Vivo desde hace casi cinco años en Reggio Emilia, al norte de Italia, a una hora de donde empezó la propagación del virus en Europa. Mi región es una de las más duramente afectadas y pioneras en la aplicación del confinamiento. La gran mayoría de la población lleva un mes y medio callada. No salimos más que para hacer la compra y las pocas veces que nos cruzamos con algún conocido nos saludamos velozmente y hacemos como si tuviéramos prisa para no pararnos a conversar. No tenemos prisa porque no vamos a ningún sitio y no llegamos tarde a nada pues apenas está permitido hacer nada. Hay tanto miedo.
En 1535 el Papa Pablo II encargó a Miguel Ángel la realización de la mayor pintura al fresco del mundo donde explicar sin palabras lo que nos sucederá a los humanos si no vivimos atendiendo a las leyes de Dios, a saber, la discriminación de nuestras almas entre cielo e infierno.

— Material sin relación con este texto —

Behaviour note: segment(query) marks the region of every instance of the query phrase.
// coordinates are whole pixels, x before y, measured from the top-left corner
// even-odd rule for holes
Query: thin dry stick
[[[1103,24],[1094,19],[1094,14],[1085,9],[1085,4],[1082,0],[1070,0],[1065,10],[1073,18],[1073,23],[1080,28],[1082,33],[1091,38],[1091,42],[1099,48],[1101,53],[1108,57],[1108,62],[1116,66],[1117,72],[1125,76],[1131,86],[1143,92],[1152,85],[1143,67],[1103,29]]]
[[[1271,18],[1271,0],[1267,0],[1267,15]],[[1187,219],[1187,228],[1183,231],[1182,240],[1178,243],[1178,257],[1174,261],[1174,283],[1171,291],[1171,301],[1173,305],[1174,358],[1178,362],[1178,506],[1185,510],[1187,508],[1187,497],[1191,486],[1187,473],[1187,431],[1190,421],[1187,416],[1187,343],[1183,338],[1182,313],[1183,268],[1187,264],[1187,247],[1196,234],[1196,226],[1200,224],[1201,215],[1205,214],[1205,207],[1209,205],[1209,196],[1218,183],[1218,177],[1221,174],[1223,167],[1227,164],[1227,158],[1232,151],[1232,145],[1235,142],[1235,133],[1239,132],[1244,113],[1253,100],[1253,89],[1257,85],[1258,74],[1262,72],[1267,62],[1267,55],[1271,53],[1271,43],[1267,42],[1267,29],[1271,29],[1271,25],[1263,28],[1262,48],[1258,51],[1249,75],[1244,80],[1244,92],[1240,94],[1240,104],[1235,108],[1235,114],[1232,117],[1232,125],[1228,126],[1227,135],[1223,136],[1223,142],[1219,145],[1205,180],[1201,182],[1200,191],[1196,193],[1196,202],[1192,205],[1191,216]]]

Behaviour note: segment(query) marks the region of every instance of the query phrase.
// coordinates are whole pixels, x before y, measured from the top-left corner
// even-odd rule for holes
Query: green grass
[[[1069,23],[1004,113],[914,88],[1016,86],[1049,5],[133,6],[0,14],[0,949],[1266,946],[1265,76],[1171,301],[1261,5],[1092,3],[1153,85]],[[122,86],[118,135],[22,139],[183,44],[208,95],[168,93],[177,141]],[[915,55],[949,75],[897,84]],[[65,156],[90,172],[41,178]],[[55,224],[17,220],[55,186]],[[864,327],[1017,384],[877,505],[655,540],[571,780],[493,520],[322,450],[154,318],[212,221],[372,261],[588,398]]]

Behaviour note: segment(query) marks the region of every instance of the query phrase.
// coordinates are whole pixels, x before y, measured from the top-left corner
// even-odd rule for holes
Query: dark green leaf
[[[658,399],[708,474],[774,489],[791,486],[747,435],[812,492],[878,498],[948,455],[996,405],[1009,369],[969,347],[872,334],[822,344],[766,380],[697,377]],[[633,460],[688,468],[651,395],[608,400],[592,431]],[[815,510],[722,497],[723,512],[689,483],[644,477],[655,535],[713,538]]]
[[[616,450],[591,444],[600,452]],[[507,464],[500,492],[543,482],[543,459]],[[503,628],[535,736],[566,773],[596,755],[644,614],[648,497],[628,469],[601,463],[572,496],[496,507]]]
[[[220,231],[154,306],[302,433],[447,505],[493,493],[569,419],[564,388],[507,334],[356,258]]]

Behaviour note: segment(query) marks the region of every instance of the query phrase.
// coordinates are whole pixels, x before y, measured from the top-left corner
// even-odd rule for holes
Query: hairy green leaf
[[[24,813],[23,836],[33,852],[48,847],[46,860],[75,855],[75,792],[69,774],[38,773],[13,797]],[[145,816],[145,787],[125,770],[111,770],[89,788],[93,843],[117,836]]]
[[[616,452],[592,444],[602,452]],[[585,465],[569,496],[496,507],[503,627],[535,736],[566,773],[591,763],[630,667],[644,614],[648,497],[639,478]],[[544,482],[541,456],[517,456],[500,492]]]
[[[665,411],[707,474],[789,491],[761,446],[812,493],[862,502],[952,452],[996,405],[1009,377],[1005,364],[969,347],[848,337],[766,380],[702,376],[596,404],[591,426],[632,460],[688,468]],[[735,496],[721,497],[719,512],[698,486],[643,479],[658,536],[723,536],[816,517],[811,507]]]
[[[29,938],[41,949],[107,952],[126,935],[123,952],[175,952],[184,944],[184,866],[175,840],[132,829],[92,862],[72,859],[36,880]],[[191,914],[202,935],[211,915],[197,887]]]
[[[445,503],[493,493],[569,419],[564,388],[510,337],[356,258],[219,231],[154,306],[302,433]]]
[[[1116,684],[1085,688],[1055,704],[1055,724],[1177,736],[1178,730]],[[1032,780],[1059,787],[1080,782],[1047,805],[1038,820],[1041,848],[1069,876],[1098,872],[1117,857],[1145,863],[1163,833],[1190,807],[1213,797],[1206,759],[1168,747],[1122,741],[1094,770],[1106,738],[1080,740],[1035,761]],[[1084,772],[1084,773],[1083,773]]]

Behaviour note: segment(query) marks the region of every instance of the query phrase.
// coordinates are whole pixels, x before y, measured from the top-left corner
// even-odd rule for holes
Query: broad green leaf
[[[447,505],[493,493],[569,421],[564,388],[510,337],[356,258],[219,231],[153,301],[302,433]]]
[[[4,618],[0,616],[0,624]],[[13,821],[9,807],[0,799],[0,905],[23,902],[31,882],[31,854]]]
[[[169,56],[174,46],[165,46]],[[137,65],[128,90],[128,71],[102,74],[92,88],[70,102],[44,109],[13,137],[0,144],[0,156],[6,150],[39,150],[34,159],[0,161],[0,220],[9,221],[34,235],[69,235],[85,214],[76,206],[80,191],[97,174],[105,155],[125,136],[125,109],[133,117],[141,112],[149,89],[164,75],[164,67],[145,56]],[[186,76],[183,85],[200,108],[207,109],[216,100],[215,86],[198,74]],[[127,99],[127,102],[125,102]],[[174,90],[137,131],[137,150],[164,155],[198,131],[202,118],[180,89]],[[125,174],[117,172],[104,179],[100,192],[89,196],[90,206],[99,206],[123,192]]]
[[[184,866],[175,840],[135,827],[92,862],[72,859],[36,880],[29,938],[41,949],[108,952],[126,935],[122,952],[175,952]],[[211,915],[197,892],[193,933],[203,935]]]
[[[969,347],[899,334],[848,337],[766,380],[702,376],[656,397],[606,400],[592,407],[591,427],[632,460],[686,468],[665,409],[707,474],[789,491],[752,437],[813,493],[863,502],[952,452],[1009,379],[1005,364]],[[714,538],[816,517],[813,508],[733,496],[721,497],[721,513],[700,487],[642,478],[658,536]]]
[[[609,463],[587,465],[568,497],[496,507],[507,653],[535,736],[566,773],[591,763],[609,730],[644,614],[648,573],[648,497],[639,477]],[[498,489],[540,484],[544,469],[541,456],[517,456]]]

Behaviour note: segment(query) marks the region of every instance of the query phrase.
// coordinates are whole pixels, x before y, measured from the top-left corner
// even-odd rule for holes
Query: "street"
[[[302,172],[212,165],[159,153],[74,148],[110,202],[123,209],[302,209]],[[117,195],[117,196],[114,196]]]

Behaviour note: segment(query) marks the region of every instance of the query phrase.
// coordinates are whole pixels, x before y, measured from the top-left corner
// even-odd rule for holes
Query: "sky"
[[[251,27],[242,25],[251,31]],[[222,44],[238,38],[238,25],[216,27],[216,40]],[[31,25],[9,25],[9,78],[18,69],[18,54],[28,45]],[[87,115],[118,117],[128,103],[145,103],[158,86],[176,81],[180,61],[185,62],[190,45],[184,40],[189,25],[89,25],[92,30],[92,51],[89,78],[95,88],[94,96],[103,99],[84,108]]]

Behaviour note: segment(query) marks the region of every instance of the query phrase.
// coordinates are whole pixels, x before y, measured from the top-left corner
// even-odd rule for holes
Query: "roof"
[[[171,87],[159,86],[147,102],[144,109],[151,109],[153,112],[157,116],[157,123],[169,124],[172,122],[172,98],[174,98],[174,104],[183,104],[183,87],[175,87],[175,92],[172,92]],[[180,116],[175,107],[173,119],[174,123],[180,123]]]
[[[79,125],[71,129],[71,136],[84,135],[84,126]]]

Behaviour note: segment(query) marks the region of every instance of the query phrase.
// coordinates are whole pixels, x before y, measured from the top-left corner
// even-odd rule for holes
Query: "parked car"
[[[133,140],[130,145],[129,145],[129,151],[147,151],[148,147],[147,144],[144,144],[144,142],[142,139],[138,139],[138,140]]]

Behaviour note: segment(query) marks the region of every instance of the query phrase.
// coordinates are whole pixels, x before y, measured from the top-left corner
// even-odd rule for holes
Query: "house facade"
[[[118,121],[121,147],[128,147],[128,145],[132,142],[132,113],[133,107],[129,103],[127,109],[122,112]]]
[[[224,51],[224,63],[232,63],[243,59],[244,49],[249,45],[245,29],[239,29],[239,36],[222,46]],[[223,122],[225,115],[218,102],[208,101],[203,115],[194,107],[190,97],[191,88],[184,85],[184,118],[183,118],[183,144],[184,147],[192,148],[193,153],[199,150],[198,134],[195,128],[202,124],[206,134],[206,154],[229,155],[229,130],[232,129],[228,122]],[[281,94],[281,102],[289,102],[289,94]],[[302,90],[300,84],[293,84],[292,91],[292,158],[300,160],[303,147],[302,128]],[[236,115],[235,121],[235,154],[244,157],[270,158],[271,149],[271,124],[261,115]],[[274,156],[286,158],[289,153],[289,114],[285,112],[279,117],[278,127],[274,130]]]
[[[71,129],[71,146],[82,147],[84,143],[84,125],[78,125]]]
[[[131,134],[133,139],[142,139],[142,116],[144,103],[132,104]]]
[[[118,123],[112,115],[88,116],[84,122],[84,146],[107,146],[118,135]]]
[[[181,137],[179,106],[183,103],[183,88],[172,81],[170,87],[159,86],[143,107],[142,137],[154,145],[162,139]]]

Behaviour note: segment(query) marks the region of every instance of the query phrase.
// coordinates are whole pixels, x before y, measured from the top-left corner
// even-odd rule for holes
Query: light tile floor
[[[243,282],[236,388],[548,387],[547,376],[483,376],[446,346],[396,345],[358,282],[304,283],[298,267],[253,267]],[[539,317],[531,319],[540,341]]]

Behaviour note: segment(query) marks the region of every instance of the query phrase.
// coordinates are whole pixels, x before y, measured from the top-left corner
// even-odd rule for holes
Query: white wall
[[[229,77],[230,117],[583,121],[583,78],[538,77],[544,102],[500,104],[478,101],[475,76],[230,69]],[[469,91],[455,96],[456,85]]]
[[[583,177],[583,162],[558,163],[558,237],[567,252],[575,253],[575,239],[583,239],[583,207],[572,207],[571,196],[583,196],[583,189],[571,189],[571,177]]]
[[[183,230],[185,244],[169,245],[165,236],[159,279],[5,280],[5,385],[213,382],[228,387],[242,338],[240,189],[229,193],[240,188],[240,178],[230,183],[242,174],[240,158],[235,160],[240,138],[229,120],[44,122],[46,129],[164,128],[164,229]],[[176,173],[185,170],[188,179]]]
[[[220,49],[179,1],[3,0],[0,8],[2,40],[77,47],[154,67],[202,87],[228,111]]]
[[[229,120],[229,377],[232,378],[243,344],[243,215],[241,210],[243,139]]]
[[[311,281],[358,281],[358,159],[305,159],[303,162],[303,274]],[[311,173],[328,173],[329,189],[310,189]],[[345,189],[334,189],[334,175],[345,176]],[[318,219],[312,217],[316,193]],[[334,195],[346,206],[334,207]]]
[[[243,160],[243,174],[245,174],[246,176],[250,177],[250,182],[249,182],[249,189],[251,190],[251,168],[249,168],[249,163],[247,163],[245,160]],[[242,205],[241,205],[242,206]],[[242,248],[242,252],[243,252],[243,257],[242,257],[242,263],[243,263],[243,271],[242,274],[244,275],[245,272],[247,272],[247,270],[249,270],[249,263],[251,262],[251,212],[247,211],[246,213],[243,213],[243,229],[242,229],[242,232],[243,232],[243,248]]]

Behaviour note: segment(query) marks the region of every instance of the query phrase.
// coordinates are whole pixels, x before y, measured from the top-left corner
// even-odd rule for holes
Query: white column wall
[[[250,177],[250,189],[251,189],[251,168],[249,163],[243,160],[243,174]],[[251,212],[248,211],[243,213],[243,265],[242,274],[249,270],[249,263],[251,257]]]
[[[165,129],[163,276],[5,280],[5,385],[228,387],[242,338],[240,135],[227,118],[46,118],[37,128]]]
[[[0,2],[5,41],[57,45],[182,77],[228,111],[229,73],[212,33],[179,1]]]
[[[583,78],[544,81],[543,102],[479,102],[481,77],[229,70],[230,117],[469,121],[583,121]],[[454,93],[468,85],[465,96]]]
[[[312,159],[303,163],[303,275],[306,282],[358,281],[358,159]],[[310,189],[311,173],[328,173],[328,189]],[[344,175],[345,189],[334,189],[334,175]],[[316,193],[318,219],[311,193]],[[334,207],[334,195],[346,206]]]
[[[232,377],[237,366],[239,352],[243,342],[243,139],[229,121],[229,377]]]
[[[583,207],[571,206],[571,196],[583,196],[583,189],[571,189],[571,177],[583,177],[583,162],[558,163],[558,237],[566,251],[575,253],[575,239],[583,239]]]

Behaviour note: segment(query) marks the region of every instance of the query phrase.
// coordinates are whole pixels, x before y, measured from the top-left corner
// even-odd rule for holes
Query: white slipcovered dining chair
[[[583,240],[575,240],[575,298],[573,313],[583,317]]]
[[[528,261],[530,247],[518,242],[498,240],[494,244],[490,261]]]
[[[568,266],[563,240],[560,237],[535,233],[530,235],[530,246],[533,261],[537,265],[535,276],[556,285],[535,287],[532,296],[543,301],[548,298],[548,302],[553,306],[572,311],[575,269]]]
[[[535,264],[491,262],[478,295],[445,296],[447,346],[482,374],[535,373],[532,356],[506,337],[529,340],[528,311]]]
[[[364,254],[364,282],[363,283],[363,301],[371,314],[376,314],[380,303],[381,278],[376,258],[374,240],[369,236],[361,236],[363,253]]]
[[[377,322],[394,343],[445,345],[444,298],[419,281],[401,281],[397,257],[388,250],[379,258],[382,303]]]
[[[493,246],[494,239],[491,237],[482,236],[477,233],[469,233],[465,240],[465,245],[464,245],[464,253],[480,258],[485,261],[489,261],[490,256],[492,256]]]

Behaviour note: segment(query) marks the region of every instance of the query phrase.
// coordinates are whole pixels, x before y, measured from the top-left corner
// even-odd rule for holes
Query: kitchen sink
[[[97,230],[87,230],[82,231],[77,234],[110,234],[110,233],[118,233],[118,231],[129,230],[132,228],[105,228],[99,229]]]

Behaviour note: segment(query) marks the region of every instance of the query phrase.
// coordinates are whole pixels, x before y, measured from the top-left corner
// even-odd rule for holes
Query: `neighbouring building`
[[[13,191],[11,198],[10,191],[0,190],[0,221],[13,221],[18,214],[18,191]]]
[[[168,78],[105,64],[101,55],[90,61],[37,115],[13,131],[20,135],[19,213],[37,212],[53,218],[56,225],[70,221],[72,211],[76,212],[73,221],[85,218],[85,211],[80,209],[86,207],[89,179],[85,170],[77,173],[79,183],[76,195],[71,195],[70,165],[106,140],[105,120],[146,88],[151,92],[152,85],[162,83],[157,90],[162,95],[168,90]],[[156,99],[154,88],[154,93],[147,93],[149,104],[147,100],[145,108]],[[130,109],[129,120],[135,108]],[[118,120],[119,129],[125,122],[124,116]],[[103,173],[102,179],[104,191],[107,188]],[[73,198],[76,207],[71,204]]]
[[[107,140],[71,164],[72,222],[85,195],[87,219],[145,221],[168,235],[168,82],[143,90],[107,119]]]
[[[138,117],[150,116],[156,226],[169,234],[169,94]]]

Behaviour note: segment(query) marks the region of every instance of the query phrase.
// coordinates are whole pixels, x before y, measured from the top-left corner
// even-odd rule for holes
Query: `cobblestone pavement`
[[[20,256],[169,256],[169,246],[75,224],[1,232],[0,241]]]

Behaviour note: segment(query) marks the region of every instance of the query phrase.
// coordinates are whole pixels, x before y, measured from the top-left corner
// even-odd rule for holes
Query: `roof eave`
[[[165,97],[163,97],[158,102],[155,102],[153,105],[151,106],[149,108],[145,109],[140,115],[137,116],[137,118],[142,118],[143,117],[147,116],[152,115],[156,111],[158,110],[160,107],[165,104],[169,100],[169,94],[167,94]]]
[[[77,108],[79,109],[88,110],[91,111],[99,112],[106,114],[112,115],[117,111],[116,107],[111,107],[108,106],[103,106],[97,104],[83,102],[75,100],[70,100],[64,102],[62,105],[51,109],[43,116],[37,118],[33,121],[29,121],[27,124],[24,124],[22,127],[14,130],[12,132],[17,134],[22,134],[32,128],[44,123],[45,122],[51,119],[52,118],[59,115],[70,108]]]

El resultado, tras seis años de sobresfuerzo: El Juicio Final, en la Capilla Sixtina. Casi cinco siglos después otro Papa reconoció oficialmente que el infierno no existe, que es tan solo "un estado mental". Yo creo que si esa dimensión se puede resumir en una emoción es el miedo.
De entre todos los fragmentos del fresco, uno de los más atractivos es la entrada al infierno, abajo, a la derecha. Tengo la suerte de vivir junto a mi estudio y me permito largas sesiones de pintura, ahora más que nunca, terapéutica. He tenido ganas de hacer esta variación, de 130 x 170 cm, con la ilusión de que, plasmando esa negatividad sobre la tela, de algún modo la descargo de mí y de los que me rodean. Cuando acabe todo esto ojalá tengamos muy presentes la dignidad y ejemplaridad con la que los profesionales sanitarios están asumiendo la peor parte. En el mundo que empezará el día después, ellos deberían ser el ejemplo en el que inspirarse.